On the other hand, the immobilised gel electrolyte suffers shrinkage over time due to loss of water and dry out or sulphating of the negative electrode. The gelled electrolyte inherently has a lower recombination efficiency compared with AGM.
And further, the gel will not tolerate gassing bought on by excessive voltage while charging. However, this issue is manageable with appropriate regulation of alternators and mains-powered chargers.
The Hybrid break-through
In spite of the problems discussed above, the AGM is still the preferred material for immobilising the electrolyte in VRLA batteries. To further improve gel technology, a colloidal poly-silica gel has been developed and this in combination with AGM technology has given rise to Hybrid Gel technology.

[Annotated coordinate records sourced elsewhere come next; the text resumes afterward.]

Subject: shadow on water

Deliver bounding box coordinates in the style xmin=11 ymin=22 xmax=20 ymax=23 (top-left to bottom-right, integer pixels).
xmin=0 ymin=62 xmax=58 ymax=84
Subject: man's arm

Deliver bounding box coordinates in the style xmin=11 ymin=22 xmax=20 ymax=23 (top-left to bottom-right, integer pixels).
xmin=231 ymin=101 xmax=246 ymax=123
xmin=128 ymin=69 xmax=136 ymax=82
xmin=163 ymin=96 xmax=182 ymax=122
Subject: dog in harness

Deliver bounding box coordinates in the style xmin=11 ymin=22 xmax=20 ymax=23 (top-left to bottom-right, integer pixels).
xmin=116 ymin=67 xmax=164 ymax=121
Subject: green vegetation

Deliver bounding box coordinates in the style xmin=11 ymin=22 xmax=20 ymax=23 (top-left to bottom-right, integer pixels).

Excess gel surrounding the cell element provides additional reserve and superior thermal properties. And while the AGM-based technology has the preferred approach to immobilising the electrolyte, the combining of the two technologies is suggested as being the method to improve the sealed lead acid battery. Further development has been done to find a glass matting with better memory under compressive loads ensuring retention of plate contact for efficient ion transfer.
Thus, the Hybrid has arrived offering:
Superior cyclic service even in adverse environmental conditions.
Improved thermal properties extending long-term reliability and performance.
Hybrid suggests duality and this battery does have dual applications. It enjoys superior cyclic life but also excellent in standby applications.